Otobüsçü bunları görmüyor mu? Muhakkak ki, görüyor. Kendi haklarını kendilerinin istemesi ve alması gerektiğini anlamıyor mu? Tabii ki, anlıyor. Ancak birileri(!!!) onları tutuyor. Öyle olunca da, uçak biletiyle otobüs biletlerini kıyaslamaktan öte bir söz söylenemiyor. Otobüsçüler kendi aralarında bile bilet ücreti rekabeti yapmaktan alamıyor kendini. Rekabeti hizmet kalitesi üzerinden yapmaya başlasalar, sorunun uçak biletiyle kıyaslamaktan çok daha farklı nedenlerden kaynaklandığını görecekler.

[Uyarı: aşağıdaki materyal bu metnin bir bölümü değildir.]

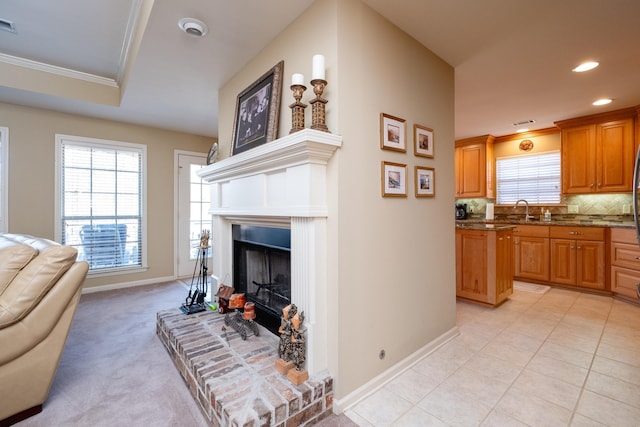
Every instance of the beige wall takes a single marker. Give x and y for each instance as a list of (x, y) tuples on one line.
[(32, 169), (391, 270)]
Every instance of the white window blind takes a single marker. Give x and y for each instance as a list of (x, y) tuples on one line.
[(4, 179), (534, 177), (101, 201)]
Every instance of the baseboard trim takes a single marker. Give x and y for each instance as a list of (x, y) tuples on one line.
[(351, 399), (133, 284), (21, 416)]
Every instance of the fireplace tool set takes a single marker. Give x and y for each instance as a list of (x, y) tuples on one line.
[(194, 303)]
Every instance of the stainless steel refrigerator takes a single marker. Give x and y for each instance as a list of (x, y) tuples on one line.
[(636, 195)]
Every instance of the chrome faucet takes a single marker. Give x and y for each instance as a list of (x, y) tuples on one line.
[(526, 211)]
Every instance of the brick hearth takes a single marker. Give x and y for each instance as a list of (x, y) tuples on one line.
[(235, 381)]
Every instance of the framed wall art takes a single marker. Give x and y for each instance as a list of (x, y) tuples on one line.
[(423, 141), (394, 179), (425, 181), (257, 111), (392, 133)]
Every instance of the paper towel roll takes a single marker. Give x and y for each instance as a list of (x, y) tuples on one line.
[(489, 211)]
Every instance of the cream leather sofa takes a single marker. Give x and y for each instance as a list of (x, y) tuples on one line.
[(40, 285)]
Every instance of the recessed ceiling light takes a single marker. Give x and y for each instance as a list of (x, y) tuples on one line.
[(585, 66), (7, 26), (193, 27), (524, 122), (603, 101)]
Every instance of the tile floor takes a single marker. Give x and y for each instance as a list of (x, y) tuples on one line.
[(562, 358)]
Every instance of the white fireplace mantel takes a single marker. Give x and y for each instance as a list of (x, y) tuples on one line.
[(285, 177), (282, 183)]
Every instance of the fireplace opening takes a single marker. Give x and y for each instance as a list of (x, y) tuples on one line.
[(262, 270)]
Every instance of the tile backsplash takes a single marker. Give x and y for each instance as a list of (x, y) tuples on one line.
[(608, 207)]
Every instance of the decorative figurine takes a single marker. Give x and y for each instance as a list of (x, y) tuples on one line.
[(204, 239), (292, 347)]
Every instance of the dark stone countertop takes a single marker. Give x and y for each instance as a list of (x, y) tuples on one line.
[(468, 223)]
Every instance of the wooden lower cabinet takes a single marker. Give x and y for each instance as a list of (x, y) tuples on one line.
[(531, 252), (577, 256), (625, 262), (484, 265)]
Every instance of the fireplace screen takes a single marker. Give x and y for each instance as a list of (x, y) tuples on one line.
[(262, 269)]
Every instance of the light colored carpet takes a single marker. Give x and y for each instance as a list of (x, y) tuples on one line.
[(115, 371)]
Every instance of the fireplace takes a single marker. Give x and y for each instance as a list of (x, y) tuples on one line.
[(262, 270), (284, 184)]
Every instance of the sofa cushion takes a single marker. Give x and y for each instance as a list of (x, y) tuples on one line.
[(35, 279), (13, 257)]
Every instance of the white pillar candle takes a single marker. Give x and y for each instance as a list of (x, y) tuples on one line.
[(297, 79), (318, 68)]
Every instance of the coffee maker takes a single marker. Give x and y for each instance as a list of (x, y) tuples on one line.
[(461, 211)]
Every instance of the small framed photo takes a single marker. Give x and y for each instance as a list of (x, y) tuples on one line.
[(394, 179), (423, 141), (392, 133), (257, 111), (425, 182)]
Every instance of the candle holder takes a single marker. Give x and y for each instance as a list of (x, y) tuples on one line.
[(317, 106), (297, 108)]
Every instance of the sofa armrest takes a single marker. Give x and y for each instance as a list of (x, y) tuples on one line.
[(40, 321)]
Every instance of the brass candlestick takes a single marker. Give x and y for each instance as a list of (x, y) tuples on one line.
[(297, 108), (317, 106)]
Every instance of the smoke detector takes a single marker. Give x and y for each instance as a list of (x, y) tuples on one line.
[(7, 26), (193, 27)]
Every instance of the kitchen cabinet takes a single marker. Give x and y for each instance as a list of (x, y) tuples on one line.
[(598, 153), (578, 256), (484, 265), (474, 167), (625, 262), (531, 252)]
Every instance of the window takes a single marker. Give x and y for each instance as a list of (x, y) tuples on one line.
[(534, 177), (100, 192), (4, 179)]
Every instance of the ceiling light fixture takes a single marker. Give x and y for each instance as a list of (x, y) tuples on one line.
[(193, 27), (603, 101), (585, 66), (524, 122)]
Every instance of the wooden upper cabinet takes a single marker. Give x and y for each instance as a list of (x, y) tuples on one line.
[(598, 153), (474, 170)]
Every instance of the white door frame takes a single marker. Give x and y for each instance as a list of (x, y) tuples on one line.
[(176, 199)]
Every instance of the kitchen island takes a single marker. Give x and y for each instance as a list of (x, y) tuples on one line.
[(484, 263)]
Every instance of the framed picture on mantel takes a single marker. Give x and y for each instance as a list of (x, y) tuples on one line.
[(425, 181), (257, 111), (392, 133), (423, 141)]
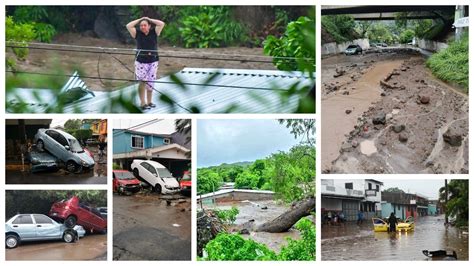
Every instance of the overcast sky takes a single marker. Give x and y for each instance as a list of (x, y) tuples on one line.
[(429, 188), (231, 140)]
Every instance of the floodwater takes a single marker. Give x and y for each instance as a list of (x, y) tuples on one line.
[(352, 242), (336, 123), (148, 227), (91, 247), (252, 210)]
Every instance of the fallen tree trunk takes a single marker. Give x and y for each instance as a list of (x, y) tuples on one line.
[(286, 220)]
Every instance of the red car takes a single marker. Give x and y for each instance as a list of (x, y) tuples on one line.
[(125, 182), (185, 184), (72, 212)]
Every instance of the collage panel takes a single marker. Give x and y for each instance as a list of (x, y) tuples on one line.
[(56, 151), (160, 59), (56, 225), (256, 189), (394, 94), (394, 219), (152, 189)]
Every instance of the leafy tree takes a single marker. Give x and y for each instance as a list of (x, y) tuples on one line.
[(458, 200)]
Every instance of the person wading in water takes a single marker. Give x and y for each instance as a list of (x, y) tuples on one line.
[(146, 61)]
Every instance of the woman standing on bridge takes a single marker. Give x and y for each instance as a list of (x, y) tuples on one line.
[(146, 60)]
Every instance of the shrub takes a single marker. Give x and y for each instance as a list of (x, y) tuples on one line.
[(452, 63), (235, 248)]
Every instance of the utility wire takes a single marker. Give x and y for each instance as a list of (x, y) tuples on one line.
[(22, 45)]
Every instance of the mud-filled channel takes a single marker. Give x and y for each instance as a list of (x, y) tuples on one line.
[(359, 242)]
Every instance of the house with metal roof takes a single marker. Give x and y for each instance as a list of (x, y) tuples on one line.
[(204, 90)]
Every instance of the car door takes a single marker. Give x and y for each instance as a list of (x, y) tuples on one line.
[(46, 228), (24, 226)]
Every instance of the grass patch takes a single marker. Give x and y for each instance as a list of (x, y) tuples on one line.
[(452, 63)]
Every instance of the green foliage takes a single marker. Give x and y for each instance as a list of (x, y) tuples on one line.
[(341, 27), (227, 216), (230, 247), (303, 249), (234, 247), (298, 41), (22, 33), (40, 201), (211, 27), (452, 63), (208, 181), (407, 36), (44, 32), (458, 200)]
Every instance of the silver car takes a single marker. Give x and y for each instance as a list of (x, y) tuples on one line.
[(34, 227), (66, 147)]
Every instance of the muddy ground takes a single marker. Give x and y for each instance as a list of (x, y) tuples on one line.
[(385, 113), (106, 66), (16, 175), (152, 227), (91, 247)]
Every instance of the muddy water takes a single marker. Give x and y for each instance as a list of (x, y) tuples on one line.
[(253, 210), (352, 242), (336, 123), (91, 247)]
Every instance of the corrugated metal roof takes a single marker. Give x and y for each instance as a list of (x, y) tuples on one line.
[(208, 99)]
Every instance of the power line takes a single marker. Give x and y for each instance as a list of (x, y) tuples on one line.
[(181, 52), (107, 51), (148, 81)]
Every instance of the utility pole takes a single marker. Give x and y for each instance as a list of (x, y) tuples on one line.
[(445, 201)]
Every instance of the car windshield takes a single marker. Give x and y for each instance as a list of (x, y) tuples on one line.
[(124, 175), (164, 173), (75, 146)]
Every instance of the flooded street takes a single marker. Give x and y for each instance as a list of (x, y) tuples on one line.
[(91, 247), (149, 228), (385, 113), (96, 176), (352, 242)]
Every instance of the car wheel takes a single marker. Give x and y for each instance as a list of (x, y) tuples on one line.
[(40, 145), (69, 236), (158, 188), (70, 221), (12, 241), (71, 167), (135, 173)]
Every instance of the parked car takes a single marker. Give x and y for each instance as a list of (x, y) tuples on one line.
[(36, 227), (155, 174), (65, 147), (72, 211), (353, 49), (185, 184), (42, 161), (124, 182)]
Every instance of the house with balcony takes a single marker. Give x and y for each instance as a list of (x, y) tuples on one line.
[(350, 197), (167, 149)]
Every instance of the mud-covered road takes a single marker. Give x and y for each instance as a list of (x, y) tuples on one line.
[(353, 242), (385, 113), (90, 247), (148, 227)]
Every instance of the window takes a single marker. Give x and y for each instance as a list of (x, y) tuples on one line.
[(41, 219), (23, 219), (138, 142)]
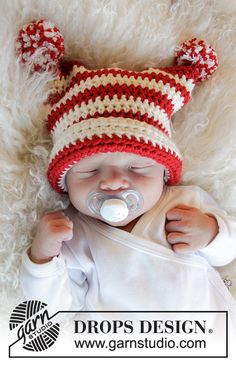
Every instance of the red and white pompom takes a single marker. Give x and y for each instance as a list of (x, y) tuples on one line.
[(40, 45), (200, 55)]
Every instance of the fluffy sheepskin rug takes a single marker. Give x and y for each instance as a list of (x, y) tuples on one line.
[(130, 34)]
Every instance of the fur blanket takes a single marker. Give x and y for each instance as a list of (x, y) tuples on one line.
[(124, 33)]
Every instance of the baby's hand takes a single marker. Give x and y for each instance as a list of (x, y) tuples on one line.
[(53, 229), (188, 229)]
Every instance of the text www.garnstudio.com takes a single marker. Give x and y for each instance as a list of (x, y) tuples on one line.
[(145, 343)]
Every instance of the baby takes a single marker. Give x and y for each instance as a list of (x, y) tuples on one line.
[(131, 239)]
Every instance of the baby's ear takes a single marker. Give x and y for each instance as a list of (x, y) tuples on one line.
[(40, 46)]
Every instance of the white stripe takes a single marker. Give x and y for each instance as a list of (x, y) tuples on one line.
[(97, 81), (111, 104), (114, 126)]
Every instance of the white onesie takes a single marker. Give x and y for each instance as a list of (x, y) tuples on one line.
[(106, 268)]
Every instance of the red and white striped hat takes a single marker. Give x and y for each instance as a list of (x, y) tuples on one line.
[(112, 110)]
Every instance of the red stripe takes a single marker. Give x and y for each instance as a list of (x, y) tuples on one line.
[(123, 114), (136, 91), (90, 95), (106, 144)]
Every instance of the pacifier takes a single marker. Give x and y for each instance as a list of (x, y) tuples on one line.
[(117, 207)]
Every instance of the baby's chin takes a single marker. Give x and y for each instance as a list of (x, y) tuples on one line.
[(123, 223)]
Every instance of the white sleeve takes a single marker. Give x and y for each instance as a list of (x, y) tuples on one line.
[(50, 283), (222, 250)]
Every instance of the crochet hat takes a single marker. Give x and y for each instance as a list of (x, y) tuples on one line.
[(112, 110)]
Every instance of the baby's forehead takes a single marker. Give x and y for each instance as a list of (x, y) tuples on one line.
[(113, 158)]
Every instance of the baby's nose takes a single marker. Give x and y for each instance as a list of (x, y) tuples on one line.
[(114, 179)]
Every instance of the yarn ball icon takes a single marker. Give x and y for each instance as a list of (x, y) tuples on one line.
[(34, 326)]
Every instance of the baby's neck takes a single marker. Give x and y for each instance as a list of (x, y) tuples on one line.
[(130, 225)]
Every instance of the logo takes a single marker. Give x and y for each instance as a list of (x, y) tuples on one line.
[(34, 326)]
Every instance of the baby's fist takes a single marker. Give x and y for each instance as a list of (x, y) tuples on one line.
[(53, 229)]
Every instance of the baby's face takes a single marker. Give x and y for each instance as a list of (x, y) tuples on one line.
[(112, 173)]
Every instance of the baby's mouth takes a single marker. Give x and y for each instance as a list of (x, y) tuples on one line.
[(115, 208)]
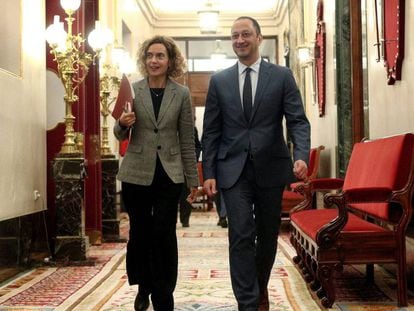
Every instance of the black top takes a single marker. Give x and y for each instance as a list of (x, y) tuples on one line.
[(156, 95)]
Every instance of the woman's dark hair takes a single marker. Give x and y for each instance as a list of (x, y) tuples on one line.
[(177, 62)]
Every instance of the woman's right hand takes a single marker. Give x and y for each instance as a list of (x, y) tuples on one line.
[(127, 119)]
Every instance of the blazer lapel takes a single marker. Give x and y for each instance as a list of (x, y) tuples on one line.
[(144, 93), (167, 99)]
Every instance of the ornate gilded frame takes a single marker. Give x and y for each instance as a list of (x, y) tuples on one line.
[(320, 59), (392, 25)]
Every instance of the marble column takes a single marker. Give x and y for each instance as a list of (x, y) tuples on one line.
[(110, 211), (71, 243)]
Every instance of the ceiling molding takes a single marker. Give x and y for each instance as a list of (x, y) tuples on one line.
[(269, 19)]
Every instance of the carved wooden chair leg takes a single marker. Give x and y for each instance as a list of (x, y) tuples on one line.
[(315, 284), (402, 280), (325, 276), (370, 273)]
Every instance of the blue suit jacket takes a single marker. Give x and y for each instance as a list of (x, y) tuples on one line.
[(228, 136)]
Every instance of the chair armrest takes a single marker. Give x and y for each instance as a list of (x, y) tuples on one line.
[(320, 184), (364, 195)]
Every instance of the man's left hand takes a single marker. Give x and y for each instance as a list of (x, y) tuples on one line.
[(300, 169)]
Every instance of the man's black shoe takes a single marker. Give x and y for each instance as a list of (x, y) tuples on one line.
[(141, 302), (222, 222)]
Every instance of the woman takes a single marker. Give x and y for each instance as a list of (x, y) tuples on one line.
[(160, 157)]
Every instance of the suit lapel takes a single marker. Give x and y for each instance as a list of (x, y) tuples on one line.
[(262, 82), (234, 88)]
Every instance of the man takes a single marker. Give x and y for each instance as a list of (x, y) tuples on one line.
[(246, 157)]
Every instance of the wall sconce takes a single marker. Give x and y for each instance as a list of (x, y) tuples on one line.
[(208, 19), (72, 65), (305, 55), (218, 53), (218, 57), (306, 58)]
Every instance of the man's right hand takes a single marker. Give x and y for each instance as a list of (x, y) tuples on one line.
[(210, 187), (127, 119)]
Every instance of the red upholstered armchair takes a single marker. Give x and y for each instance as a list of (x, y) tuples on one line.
[(366, 221), (296, 195)]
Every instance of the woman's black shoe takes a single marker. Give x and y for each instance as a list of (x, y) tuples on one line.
[(141, 302)]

Kendi aralarındaki sohbetlerde, inanıyorum ki, kendilerini eleştiriyor ve kendilerini bağlayan duygu ve düşüncelerine kızıyorlardır. Birkaçına tanık da oldum, ama şimdi, şurada, şöyle demiştiniz desem asla kabul etmezler. Otobüsçü, kendi içine, kendine sorsun, verdiği cevap doğrudur.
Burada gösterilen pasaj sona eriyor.